Mehr Polizeipräsenz im öffentlichen Raum

Polizei
Ein Mann hat eine Frau und ihren Sohn auf die Bahngleise gestoßen. Der 8-jährige Junge wurde von einem ICE getötet. Die Attacke am Frankfurter Hauptbahnhof hat eine Debatte über die innere Sicherheit ausgelöst. Bundesinnenminister Horst Seehofer sprach sich auf einer Pressekonferenz am Dienstag für mehr Polizei im öffentlichen Raum aus. „Die Forderung des Ministers teilen wir“, stimmte FDP-Chef Christian Lindner zu. Es sei auch „richtig, dass der Innenminister mit den Sicherheitsbehörden berät, welche Konsequenzen nun nötig sind“. Das furchtbare Verbrechen in Frankfurt „schockiert uns alle. Wir sind in Gedanken bei der Familie“, so Lindner.

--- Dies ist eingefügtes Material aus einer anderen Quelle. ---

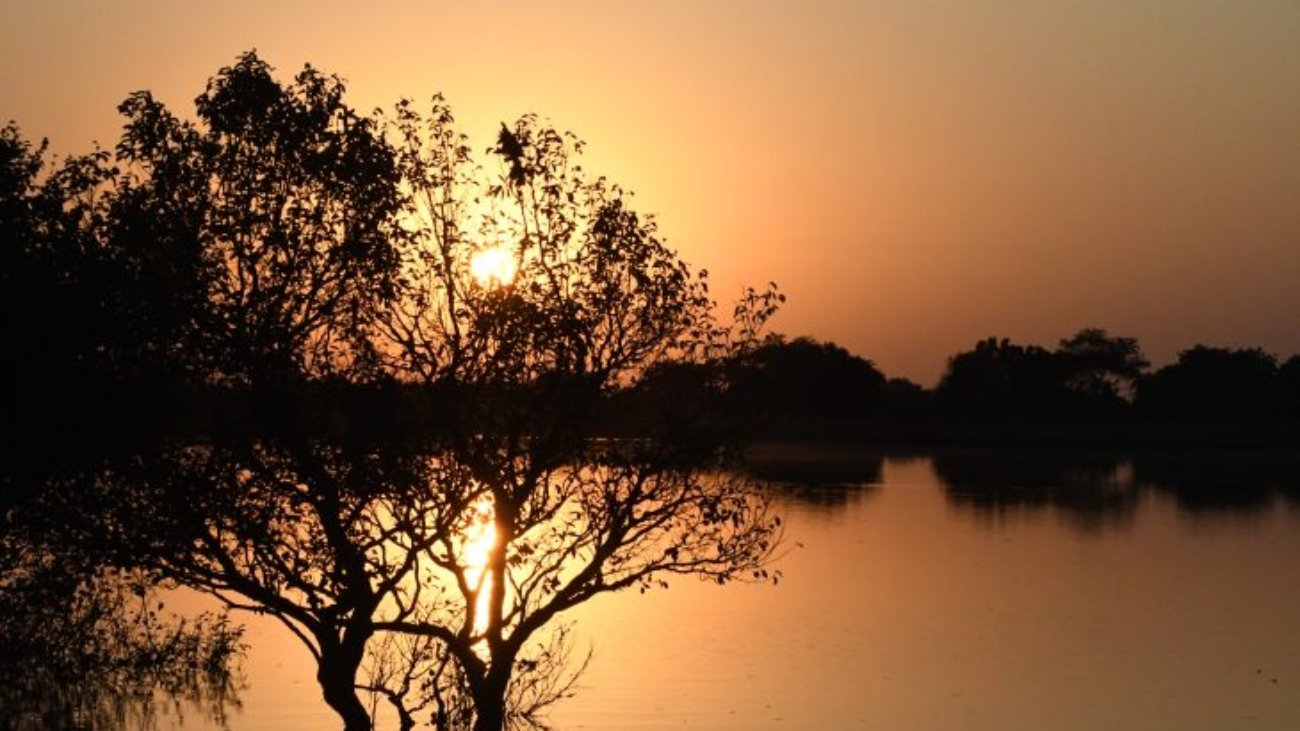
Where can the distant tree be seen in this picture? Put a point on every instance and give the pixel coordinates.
(1288, 386)
(1213, 383)
(904, 398)
(1001, 379)
(1101, 368)
(802, 381)
(78, 639)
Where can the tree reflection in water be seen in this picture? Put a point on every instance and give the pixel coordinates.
(99, 652)
(1093, 491)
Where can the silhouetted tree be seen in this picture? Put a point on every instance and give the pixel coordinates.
(551, 518)
(901, 398)
(805, 381)
(1213, 384)
(1288, 386)
(254, 246)
(281, 246)
(1100, 368)
(1001, 379)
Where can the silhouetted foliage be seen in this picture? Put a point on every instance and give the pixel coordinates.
(1213, 384)
(800, 381)
(1101, 371)
(291, 269)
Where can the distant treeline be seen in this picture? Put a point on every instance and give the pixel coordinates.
(1091, 385)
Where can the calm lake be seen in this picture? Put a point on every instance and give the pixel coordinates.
(974, 591)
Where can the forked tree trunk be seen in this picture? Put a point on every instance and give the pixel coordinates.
(490, 705)
(337, 675)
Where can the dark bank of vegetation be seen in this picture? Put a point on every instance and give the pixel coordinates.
(255, 354)
(1093, 389)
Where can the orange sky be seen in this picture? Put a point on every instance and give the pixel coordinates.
(915, 174)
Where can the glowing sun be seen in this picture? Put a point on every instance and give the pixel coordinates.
(493, 267)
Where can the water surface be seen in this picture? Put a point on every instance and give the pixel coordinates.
(975, 591)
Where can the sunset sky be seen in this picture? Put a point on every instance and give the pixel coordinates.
(915, 176)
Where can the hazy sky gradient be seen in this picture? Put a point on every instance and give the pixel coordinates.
(915, 176)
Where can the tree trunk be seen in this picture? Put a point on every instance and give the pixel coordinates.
(338, 684)
(490, 705)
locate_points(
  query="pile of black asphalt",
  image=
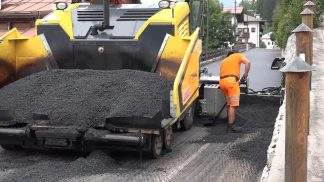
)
(199, 154)
(84, 98)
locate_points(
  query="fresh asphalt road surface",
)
(261, 75)
(200, 154)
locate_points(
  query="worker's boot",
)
(233, 129)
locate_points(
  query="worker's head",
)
(231, 52)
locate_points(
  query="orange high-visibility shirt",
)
(231, 65)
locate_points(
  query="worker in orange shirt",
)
(229, 84)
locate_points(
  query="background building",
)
(249, 29)
(266, 39)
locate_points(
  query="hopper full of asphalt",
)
(84, 98)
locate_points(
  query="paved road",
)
(261, 76)
(200, 154)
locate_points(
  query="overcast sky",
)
(229, 3)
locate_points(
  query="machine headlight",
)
(61, 5)
(164, 4)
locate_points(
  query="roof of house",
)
(267, 35)
(233, 10)
(248, 18)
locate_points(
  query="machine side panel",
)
(59, 43)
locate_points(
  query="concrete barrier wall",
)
(275, 167)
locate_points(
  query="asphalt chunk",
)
(84, 98)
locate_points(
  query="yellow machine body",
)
(177, 60)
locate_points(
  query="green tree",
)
(266, 9)
(286, 18)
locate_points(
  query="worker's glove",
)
(242, 80)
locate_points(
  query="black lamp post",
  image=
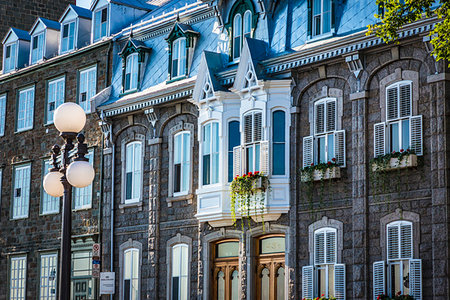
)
(77, 172)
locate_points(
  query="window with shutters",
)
(133, 172)
(25, 109)
(55, 97)
(131, 274)
(87, 87)
(10, 57)
(326, 276)
(49, 204)
(21, 192)
(2, 114)
(68, 37)
(181, 163)
(82, 197)
(48, 276)
(225, 270)
(401, 273)
(321, 16)
(234, 140)
(17, 277)
(402, 131)
(100, 23)
(210, 153)
(328, 143)
(180, 272)
(37, 47)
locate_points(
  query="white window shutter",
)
(264, 157)
(379, 136)
(308, 282)
(393, 242)
(339, 281)
(331, 115)
(415, 278)
(248, 128)
(406, 244)
(319, 248)
(308, 151)
(392, 103)
(339, 147)
(237, 162)
(319, 118)
(330, 247)
(405, 100)
(416, 137)
(379, 279)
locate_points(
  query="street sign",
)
(107, 283)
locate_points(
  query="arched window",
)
(133, 172)
(278, 142)
(180, 267)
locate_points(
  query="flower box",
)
(322, 174)
(407, 161)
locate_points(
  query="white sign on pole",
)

Nach der Tat von Frankfurt müsse der Rechtsstaat nun „sehr schnell Handlungsfähigkeit zeigen mit einem zügigen Verfahren unter Nutzung aller Möglichkeiten“, sagte FDP-Generalsekretärin Linda Teuteberg. Schonungslose Aufklärung und konsequente Bestrafung würden regelmäßig versprochen, die Verfahren dauerten dennoch meist viel zu lang. hier herrsche rascher Handlungsbedarf. Polizei und Justiz müssten über den konkreten Fall hinaus „bessere Mittel für mehr Sicherheit im öffentlichen Raum und zügige Verfahrensbearbeitung an die Hand gegeben werden“, so Teuteberg.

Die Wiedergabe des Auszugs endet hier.